Right to Erasure (Right to Be Forgotten)

The right to erasure, also known as the right to be forgotten, is a data subject right under GDPR Article 17 and similar laws that allows individuals to request the permanent deletion of their personal data from an organization's systems.

Definition

The right to erasure (commonly called the “right to be forgotten”) is codified in GDPR Article 17 and grants individuals the right to request deletion of their personal data from any organization that holds it. The right applies when the data is no longer necessary for its original purpose, when consent is withdrawn, when the data subject objects to processing and no overriding legitimate grounds exist, when data has been unlawfully processed, or when deletion is required to comply with an EU or member state legal obligation.

The concept predates GDPR. In 2014, the Court of Justice of the European Union ruled in Google Spain SL v. AEPD (C-131/12) that individuals could request search engines to delist links containing outdated or irrelevant personal information. GDPR Article 17 expanded this right from search delisting to full data deletion across all controllers and processors, and imposed affirmative obligations on controllers to notify third parties who received the data.

Why It Matters

Google’s transparency reports indicate that the company has received over 2.1 million URL delisting requests under the right to erasure since the 2014 ruling, covering more than 5.5 million URLs. Across the broader GDPR ecosystem, erasure requests represent one of the most frequently exercised data subject rights—and one of the most operationally difficult to fulfill.

The operational challenge is profound. A 2024 study by BigID found that 68% of enterprises cannot locate all copies of a specific individual’s data across their infrastructure within the 30-day response window mandated by GDPR. Data proliferates across production databases, analytics warehouses, backup tapes, machine learning training sets, CDN caches, email archives, log aggregators, and third-party integrations. True erasure requires locating and destroying every copy—an operation that becomes more difficult as data infrastructure grows.

The consequences of failure are both legal and reputational. The Swedish Data Protection Authority fined a bank SEK 35 million in 2024 for failure to adequately respond to erasure requests. Beyond fines, organizations that cannot demonstrate complete data deletion face loss of consumer trust at a time when 79% of consumers say they would stop doing business with a company that mishandled their data, according to Cisco’s 2024 Consumer Privacy Survey.

How It Works

The right to erasure operates through a request-and-verify cycle:

Request submission: The data subject submits a verifiable erasure request. The controller must verify the requester’s identity without creating new privacy risks.
Scope assessment: The controller determines whether the request qualifies under Article 17 and whether exceptions apply (freedom of expression, legal claims, public health).
Deletion execution: The controller deletes all personal data and notifies all processors and third parties.
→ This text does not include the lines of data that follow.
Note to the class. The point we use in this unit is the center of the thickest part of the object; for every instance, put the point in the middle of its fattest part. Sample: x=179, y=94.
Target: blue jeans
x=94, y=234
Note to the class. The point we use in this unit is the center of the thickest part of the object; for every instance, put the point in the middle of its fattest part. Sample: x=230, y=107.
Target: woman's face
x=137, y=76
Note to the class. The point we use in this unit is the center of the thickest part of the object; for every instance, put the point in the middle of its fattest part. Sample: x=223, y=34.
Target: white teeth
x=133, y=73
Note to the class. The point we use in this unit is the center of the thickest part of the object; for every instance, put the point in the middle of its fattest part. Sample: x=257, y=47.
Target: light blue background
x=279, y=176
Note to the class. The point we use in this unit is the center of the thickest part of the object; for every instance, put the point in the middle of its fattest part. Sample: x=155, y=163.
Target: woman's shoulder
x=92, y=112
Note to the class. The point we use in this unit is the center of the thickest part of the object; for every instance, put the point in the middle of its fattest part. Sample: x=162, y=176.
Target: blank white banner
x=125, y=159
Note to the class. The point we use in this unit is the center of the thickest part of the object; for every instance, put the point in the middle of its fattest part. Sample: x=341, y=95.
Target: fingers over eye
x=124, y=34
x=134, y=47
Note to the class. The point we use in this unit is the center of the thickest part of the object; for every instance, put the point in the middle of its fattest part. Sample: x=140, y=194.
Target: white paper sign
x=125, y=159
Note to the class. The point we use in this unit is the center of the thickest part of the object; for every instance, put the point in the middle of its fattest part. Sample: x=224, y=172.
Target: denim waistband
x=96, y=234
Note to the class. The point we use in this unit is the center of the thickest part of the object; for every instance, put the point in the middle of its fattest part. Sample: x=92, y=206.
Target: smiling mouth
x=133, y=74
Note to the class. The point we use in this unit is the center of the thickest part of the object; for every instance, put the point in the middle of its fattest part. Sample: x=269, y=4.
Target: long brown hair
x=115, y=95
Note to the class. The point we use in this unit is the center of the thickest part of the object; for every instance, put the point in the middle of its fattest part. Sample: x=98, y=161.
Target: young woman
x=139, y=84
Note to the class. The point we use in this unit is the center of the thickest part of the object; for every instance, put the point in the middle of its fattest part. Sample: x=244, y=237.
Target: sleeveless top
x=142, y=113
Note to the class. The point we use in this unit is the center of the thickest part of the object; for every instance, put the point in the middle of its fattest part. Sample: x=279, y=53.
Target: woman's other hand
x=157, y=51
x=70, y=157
Article 17(2) requires controllers to inform other processors of the erasure request.
Verification and response: The controller confirms completion within one month (extendable to three months). Documentation must be maintained—creating a tension between proving deletion and retaining data about the deletion.

The fundamental paradox: comprehensive erasure in distributed systems is operationally intractable. Cryptographic shredding addresses this by making deletion a key management operation rather than a data location operation—destroy the encryption key, and all copies become irrecoverable simultaneously.

Stealth Cloud Relevance

Stealth Cloud satisfies the right to erasure by making it unnecessary. The zero-persistence architecture ensures that no personal data is stored beyond the active session. PII stripping removes personal identifiers before data enters any processing pipeline. Cryptographic shredding destroys session encryption keys at session end, rendering any residual ciphertext permanently irrecoverable.

There is no erasure request to process because there is nothing to erase. No data inventories to search. No backup tapes to locate. No analytics warehouses to purge. No third-party processors to notify. The architecture achieves continuous, automatic erasure as a property of its design—not as a response to a regulatory request.

This is the operational difference between privacy by design and privacy by compliance. Compliance-driven organizations build deletion pipelines, train staff to handle erasure requests, and maintain audit logs of deletion operations. Stealth Cloud builds architecture where data does not persist long enough to require deletion—where erasure is the default state, not an exception triggered by a subject request.

The Stealth Cloud Perspective

The right to erasure is a legal remedy for an architectural failure—data that should not have persisted in the first place. Stealth Cloud eliminates the failure mode. When zero persistence and cryptographic shredding are architectural defaults, the right to erasure is not exercised—it is rendered structurally irrelevant.